Il problema investe naturalmente l’intero settore dell’aeronautica civile, ma il fatto che l’episodio sia avvenuto su un aereo egiziano potrebbe non essere un caso. Al di là della deliberata follia dei singoli esseri umani, che non può essere prevista (non esiste ancora lo “stupid-detector”), certe foto circolate ieri fanno pensare che qualcosa nei controlli aeroportuali deve essere andato storto. Non sarebbe una novità, in Egitto. L’attentato del 31 ottobre scorso sul volo tra Sharm el Sheikh e San Pietroburgo fu reso possibile da una certa zona grigia tra gli addetti alla sicurezza aeroportuale egiziana. Falle incredibili, per un Paese al centro delle minacce terroristiche e tuttavia (a differenza del Belgio) ben abituato a fronteggiarle. Almeno dai tempi dell’uccisione di Sadat (correva l’anno 1981), ovvero da quando fu imposto lo stato d’emergenza nazionale, che rimase in vigore per i tre decenni successivi.
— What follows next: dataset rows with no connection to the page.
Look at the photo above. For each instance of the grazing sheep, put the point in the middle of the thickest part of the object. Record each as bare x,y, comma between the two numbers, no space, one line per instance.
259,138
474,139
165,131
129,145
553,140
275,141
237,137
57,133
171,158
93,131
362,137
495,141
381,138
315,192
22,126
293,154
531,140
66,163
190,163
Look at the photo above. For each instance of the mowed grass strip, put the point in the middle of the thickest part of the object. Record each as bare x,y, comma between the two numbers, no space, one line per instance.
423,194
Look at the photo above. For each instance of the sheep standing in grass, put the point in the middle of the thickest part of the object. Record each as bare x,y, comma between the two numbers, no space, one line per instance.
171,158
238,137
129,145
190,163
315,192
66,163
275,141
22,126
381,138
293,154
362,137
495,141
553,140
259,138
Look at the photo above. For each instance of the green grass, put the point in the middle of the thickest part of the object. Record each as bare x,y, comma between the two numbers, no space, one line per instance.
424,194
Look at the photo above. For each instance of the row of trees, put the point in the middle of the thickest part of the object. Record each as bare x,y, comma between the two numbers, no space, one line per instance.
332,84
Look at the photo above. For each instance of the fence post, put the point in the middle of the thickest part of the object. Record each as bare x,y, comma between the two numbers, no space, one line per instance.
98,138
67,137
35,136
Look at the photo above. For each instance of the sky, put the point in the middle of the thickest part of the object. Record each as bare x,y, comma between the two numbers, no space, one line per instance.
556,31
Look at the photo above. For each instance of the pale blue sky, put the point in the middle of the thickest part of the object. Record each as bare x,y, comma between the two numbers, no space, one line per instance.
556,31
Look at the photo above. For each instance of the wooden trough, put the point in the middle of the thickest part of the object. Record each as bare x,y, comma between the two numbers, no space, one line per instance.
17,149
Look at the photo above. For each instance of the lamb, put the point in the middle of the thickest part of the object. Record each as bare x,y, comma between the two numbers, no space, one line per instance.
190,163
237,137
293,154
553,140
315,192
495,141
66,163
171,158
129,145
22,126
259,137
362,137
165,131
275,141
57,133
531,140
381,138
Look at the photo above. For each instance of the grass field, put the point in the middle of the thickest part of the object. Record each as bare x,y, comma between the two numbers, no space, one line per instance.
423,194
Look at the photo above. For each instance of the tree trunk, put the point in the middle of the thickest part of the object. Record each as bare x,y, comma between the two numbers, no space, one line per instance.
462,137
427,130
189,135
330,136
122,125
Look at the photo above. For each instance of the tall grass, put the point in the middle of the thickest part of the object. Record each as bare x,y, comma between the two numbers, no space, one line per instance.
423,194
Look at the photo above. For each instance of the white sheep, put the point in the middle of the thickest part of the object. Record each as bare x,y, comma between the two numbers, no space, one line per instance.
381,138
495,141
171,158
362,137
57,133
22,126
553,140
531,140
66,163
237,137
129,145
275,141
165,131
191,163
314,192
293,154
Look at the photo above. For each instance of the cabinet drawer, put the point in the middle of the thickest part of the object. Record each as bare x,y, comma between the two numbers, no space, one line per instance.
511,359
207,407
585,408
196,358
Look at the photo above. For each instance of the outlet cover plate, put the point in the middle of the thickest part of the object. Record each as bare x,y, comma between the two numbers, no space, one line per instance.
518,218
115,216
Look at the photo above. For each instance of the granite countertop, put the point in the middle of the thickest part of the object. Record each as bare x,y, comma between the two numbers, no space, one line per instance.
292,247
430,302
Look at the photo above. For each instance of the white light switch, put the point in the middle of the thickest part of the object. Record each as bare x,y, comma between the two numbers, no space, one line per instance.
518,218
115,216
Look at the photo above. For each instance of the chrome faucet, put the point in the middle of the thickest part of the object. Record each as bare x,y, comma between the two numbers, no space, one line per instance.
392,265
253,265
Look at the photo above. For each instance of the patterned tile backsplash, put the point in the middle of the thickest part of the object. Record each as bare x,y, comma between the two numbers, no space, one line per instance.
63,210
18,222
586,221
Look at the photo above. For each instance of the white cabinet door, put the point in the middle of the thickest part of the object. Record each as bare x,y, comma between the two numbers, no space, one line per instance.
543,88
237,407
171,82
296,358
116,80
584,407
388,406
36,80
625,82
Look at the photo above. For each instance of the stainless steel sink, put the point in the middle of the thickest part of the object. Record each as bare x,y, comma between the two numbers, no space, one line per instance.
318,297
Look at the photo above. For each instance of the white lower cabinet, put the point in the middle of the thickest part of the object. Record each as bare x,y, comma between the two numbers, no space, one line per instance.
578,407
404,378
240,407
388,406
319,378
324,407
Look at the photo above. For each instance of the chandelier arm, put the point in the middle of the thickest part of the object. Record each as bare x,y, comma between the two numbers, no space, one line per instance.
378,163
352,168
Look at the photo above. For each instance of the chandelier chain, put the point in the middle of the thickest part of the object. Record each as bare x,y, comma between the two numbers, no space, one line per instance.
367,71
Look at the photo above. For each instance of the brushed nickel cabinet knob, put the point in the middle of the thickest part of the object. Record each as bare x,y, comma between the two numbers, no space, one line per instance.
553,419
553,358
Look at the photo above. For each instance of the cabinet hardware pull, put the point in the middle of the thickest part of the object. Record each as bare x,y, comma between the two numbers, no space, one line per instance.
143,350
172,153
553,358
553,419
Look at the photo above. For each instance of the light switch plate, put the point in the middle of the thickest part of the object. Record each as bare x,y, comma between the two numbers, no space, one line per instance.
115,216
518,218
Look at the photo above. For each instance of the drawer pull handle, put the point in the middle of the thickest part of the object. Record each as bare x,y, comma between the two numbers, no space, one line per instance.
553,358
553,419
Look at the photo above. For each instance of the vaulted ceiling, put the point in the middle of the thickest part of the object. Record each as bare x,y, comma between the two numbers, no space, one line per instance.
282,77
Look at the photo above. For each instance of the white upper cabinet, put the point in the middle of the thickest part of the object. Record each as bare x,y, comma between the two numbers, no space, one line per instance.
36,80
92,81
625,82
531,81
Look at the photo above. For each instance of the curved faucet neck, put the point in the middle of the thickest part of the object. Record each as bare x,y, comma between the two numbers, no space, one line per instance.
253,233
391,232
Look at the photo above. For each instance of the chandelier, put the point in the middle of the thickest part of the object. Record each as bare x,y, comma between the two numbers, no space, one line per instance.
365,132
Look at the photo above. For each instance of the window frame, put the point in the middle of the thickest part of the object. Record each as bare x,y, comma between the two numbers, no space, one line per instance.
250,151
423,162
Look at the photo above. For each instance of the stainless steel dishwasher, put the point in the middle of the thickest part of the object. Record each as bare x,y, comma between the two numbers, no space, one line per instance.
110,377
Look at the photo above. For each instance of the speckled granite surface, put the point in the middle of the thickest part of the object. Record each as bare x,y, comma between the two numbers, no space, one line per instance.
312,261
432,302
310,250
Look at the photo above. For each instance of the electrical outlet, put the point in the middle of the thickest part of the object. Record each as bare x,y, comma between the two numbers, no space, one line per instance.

Il regime di Al Sisi, per legittimare il proprio golpe e giustificare le proprie repressioni politiche, ha portato avanti la solita narrazione della stabilità, oggi fin troppo di moda. “O me o il diluvio” sarebbe l’implicito mantra del presidente, e, grazie anche alle vicine catastrofi siriana e libica, l’appoggio dell’Occidente (ma anche quello della Russia di Putin) non è mai venuto meno.

Siamo stati troppo distratti dalle faccende di casa nostra per analizzare fino a fondo la fragilità del regime egiziano: abbiamo preferito di gran lunga affidarci alle parole di Al Sisi e persino alla bontà delle sue intenzioni. Del resto, sembra che nessuno nel 2016 voglia realmente mettere in discussione l’alternativa regimi – Isis (così comoda a tutti). Abbiamo quindi appoggiato volentieri il nuovo faraone, chiudendo gli occhi sulle sempre più visibili falle dei suoi apparati di sicurezza in cambio della caccia ai fantasmi islamisti.

Gli occhi, dal 2013 in avanti, sono rimasti chiusi. Permettendo, tra l’altro, cospicui e indisturbati contratti ai nostri investitori in loco. Poi, ad un tratto, l’imprevedibile. Il caso Regeni ci ha riportato bruscamente alla realtà, quella di un Paese oggetto di forti e diffuse violazioni dei diritti umani, con evidenti problemi di comunicazione tra i suoi servizi, e persino con una sorprendente incapacità diplomatica di tenersi stretti gli alleati che contano. Ha dovuto farne le spese un giovane e incolpevole dottorando, ma (forse) qualcosa nelle nostre percezioni sta finalmente cambiando.

L’Egitto, oggi, non è quello che ci racconta Al Sisi. Non è quel baluardo contro il terrorismo, efficace mediatore della crisi israelo-palestinese (anche lì ci si è arenati), pronto a spostare la propria capitale in mezzo al deserto e a intraprendere una strada di successo nel mondo arabo.

Non è nemmeno quello dei tempi di Mubarak, un regime duro e per molti versi arretrato, ma governato da una volpe che, oltre a saperne tenere il controllo, conduceva con una certa astuzia i rapporti internazionali.

L’Egitto, oggi, non è niente di tutto ciò. È un regime autoritario ma fragile, in preda a crescenti difficoltà politiche, militari, finanziarie e sociali. È un Paese che, se non riuscirà a giocare bene le proprie carte, dovrà fare i conti con un ingente ridimensionamento delle proprie ambizioni regionali. E, forse, con qualche alleato in meno.